The importance of crosstalk in purine metabolism is demonstrated by several inherited enzyme disorders. Certain genetic polymorphisms that increase PRPP synthase activity lead to increased intracellular levels of PRPP; because PRPP activates amidoPRT, high levels of PRPP cause increased de novo purine synthesis, leading to increased turnover and degradation of purines and increased plasma levels of uric acid. Similarly, genetic deficiencies of HGPRT (the critical enzyme in the salvage pathway) lead to decreased salvage pathway activity and increased de novo purine synthesis and degradation, resulting in increased uric acid levels. The inherited absence of HGPRT results in Lesch-Nyhan syndrome, a devastating disorder characterized by self-mutilation, mental retardation, and hyperuricemia. Partial defects in HGPRT (e.g., polymorphisms in the HGPRT gene that lead to decreased HGPRT synthesis or activity) are thought to explain some cases of hereditary gout.

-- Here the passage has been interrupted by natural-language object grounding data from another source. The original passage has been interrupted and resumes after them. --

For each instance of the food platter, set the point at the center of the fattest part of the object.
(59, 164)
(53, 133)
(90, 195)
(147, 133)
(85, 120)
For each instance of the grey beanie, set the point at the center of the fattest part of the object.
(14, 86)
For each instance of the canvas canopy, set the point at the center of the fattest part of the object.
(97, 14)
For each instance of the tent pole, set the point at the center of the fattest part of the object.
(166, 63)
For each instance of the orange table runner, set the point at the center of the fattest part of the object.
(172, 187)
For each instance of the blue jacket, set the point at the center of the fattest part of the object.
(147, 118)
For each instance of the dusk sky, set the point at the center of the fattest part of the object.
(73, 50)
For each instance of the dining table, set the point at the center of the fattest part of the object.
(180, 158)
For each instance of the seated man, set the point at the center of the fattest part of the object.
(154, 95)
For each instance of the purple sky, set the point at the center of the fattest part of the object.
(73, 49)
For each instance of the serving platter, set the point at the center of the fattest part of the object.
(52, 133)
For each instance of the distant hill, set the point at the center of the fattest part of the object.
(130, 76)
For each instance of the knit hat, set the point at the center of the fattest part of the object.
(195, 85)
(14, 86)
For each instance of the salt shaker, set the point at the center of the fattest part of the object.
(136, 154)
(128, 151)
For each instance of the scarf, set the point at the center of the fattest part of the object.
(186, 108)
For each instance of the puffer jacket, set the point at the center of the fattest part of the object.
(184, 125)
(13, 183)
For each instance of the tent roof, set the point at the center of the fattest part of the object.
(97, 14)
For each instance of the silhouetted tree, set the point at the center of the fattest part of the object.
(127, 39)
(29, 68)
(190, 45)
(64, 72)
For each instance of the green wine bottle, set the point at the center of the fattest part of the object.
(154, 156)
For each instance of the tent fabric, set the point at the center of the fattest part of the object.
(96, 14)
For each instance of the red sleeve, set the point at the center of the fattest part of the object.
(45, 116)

Uric acid is eliminated by the kidney (65%) and gastrointestinal tract (35%). Uric acid is filtered and secreted by the kidney by the same mechanisms that process other organic anions. Approximately 90% of filtered uric acid is reabsorbed. The major mediator of uric acid reabsorption is urate transporter 1 (URAT1), a member of the organic anion transporter family (SLC22A12) that is expressed in the kidney proximal tubule (see Chapter 5, Drug Transporters). Recent genetic association studies have suggested that polymorphisms in URAT1 may predispose to the development of gout. Renal excretion is important for the maintenance of normal plasma uric acid levels, and kidney failure often leads to high plasma urate levels.
The likelihood of developing gout correlates strongly with increased plasma uric acid levels. Uric acid is a weak acid (pKa = 5.6); at physiologic pH, 99% of plasma uric acid is in the ionized, urate form. The normal urate concentration in human plasma is 4–6 mg/dL, reflecting a balance of urate synthesis, breakdown, and excretion. Urate is sparingly soluble: the plasma becomes saturated if urate levels exceed 6.8 mg/dL. A plasma level over 7.0 mg/dL for men or 6.0 mg/dL for women is classified clinically as hyperuricemia. The gender difference may be attributable to differences in urate excretion between women and men.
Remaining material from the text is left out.